(This article is sponsored by The Boston Group)

Challenge

Pollution has long been recognized as a serious threat to both local and global environments and to our quality of life. The development of new technologies that enable industrial economies without harming human health and environments is of critical importance in the 21st century. Development of innovative technologies for manufacturing, transportation, and other activities that reduce or eliminate the production of harmful by-products, or for treatment and remediation of existing toxic substances in the environment, presents major challenges for our society.

Vision

Nanoscale science and engineering can significantly improve our understanding or molecular processes that take place in the environment and help reduce pollution by leading to the development of new \"green\" technologies that minimize the use, production, and transportation of waste products, particularly toxic substances. Environmental remediation will be improved by the removal of contaminants from air and water supplies to levels currently unattainable, and by the continuous and real -time measurements of pollutants. In addition, increasing knowledge of the environmental, social, and human health implications of nanotechnology is critical.

In order to understand the consequences of contaminants moving through the environment, interdisciplinary research is needed on molecular and nanoscale processes that take place at one or more of the interfaces or within nanoscale structures of natural systems. Such research includes studies of inorganic/inorganic, inorganic/organic and organic/inorganic interfaces, with a focus on the specific processes dominated by small length scales. Separation science - exploring the evolving capability to tailor nanostructured membranes - offers new opportunities to selectively extract contaminants from air, water and soil.

Research Example:

Treatment of Contaminated Groundwater with Iron Nanoparticles

Researchers at Lehigh University recently found that nanoscale particles of metallic iron could potentially play a large role in the remediation of contaminated ground water. Interaction between iron and pollutant trichloroethylene (TCE) results in the degradation of TCE to more environmentally benign products. Palladium or platinum is added to the nanoparticles to enhance the rate at which this reaction takes place. The researchers carried out a field demonstration at an industrial site in which nanoparticles injected into groundwater plume containing TCE reduced contaminants levels by up to 96%.
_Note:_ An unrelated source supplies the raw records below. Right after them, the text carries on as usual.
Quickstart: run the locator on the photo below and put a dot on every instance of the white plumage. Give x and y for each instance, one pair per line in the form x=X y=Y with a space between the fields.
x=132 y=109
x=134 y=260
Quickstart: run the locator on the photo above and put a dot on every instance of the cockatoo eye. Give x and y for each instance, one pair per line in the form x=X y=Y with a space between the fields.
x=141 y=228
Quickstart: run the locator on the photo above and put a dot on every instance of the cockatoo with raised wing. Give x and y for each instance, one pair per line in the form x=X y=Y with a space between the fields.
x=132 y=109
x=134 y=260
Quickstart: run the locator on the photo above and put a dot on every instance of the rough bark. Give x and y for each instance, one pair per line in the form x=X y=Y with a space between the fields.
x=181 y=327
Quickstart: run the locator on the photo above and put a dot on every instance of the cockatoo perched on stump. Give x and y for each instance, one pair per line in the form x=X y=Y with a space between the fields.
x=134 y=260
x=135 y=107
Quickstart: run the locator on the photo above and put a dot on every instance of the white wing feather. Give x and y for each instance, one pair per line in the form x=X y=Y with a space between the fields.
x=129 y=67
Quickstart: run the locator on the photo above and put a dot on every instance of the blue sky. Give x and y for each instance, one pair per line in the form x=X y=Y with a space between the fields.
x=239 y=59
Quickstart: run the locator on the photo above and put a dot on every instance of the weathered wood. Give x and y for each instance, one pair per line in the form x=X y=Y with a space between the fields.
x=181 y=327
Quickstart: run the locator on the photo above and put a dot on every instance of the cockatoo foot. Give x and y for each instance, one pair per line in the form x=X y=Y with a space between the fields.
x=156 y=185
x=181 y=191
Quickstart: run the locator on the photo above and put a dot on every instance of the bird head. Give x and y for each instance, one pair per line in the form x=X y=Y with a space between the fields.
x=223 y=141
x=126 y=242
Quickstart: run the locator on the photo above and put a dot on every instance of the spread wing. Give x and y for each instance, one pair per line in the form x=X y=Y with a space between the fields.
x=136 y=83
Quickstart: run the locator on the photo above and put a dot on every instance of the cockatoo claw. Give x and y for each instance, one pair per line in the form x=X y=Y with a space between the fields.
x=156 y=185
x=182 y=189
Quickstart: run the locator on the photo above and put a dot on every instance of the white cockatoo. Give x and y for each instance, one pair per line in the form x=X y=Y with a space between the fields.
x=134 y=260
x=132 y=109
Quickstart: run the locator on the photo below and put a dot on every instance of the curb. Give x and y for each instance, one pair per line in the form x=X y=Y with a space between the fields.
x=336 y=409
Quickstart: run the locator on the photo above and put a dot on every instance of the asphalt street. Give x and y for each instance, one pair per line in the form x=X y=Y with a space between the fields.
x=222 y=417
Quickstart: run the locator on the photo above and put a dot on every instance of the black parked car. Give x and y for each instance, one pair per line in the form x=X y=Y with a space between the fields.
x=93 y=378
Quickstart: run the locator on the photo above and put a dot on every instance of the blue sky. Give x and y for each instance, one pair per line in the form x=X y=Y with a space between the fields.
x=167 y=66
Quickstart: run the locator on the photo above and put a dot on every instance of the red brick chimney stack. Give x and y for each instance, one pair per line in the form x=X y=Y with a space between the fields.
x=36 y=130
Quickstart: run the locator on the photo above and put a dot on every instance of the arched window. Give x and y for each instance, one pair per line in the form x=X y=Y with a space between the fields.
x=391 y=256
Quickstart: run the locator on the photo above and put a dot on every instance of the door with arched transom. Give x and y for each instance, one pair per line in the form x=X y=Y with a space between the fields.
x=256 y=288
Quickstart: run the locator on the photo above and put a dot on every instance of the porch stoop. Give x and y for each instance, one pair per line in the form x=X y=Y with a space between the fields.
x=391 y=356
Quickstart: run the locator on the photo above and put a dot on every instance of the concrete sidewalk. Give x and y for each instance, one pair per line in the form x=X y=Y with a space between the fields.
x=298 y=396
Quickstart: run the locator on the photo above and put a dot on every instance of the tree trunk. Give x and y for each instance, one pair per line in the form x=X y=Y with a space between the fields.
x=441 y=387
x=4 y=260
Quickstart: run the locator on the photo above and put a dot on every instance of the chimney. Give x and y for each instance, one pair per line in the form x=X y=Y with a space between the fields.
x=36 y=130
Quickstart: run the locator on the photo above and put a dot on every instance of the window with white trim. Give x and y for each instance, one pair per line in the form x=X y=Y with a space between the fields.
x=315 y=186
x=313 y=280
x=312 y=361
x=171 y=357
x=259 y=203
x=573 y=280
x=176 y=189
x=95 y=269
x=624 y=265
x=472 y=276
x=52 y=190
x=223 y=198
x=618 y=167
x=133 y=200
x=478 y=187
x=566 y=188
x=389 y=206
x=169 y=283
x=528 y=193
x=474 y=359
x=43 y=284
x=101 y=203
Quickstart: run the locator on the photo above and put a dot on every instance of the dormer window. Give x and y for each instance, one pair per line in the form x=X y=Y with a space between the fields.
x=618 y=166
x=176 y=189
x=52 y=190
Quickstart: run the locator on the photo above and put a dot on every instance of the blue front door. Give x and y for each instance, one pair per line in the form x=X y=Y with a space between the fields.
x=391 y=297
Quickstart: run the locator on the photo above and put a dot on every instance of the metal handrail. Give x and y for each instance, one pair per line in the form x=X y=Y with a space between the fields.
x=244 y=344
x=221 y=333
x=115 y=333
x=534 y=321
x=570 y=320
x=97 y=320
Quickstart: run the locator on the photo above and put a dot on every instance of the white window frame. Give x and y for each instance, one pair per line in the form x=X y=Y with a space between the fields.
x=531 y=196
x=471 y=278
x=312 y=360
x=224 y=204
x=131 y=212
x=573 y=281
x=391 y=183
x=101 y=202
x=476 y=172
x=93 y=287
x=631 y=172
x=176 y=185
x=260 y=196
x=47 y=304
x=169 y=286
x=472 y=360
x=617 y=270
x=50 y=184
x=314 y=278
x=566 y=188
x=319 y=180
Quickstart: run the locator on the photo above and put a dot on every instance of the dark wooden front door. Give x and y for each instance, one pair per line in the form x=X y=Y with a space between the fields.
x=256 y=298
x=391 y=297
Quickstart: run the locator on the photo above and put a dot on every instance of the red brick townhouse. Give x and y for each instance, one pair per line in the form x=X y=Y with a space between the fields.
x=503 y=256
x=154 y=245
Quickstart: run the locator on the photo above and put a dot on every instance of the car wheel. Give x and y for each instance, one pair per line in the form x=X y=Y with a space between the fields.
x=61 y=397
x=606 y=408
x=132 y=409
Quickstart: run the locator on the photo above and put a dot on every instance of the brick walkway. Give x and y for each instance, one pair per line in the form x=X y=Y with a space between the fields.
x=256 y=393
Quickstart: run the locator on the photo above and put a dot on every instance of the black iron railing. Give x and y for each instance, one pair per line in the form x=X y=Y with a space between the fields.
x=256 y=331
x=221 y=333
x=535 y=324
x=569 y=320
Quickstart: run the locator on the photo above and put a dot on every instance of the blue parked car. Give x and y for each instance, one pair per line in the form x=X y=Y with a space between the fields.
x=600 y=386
The figures on the right show the schematic depiction of the remediation process in which iron nanoparticles transform a contaminant (trichloroethylene) in water into more environmentally bening products. A wide variety of contaminants (including chlorinated hydrocarbons, pesticides, explosives, polychlorinated biphenyls, and perchlorate) have been successfully broken down in both laboratory and filed tests. The potential for remediation stems from the high reactivity of the nanoparticles and the fact that the technology is portable and highly scalable. The high reactivity of these particles can be attributed to their extraordinarily large surface are (~33.5 m^2/g). With an average particle diameter of less than 100 nanometers, the particles are injectable and can be delivered to contaminant hot spots or source areas as needed.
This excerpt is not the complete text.